The S&P 500 index could rally 20 to 25 percent over the next few months as stocks bounce in a quiet bear-market rally, Robert Levitt, CIO of Levitt Capital Management, told CNBC.
"It may be a bear-market rally, but I think it's going to last a while, anywhere from 3 to 4, 5 months. So we're going to become invested in it," Levitt said, adding that any down days are an opportunity to start building positions.
Stocks and indexes that have been beaten up the most are the ones set to make the best returns, according to Levitt.
"You could see rises anywhere from 20 to 25 percent in the S&P 500, even greater in some of the Asian markets and the same thing will happen in Europe," Levitt said.
The rally won't be long lasting and may not be evident straight away, but "it will be one of these quiet markets that slowly moves up," Levitt said.
(Watch the full CNBC interview with Robert Levitt above).
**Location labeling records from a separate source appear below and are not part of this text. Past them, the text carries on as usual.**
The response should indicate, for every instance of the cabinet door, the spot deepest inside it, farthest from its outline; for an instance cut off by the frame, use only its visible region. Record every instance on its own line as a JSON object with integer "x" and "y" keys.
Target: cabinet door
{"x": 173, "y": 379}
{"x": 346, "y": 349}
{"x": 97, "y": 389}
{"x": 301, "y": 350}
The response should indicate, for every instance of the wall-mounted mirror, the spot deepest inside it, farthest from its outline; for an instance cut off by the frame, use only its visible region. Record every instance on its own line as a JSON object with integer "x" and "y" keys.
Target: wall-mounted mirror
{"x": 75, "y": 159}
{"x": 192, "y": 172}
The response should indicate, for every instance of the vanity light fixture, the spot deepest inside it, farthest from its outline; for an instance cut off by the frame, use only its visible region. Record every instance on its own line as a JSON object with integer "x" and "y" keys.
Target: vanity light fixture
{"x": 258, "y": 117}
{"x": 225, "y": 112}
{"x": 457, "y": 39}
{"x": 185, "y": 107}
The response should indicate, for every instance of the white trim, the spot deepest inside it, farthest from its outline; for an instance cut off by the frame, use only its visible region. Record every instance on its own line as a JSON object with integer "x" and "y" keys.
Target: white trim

When the Ted spread -- the spread between 3-month dollar Libor and 3-month Treasury prices -- drops "to below one we'll be fully invested, at this point we're just beginning to be invested," Levitt said.
Indexes that offer high levels of liquidity are desirable, Levitt said, adding that he will be using stop losses (an automatic sell triggered when an asset hits a certain price), "because if we're wrong we're going to be exiting."
Levitt is steering clear of government bonds because he thinks interest rates will have to go higher in the long term. He also keeps a permanent exposure to gold as a form of insurance. Until this point Levitt has been "hiding" in dollar and yen.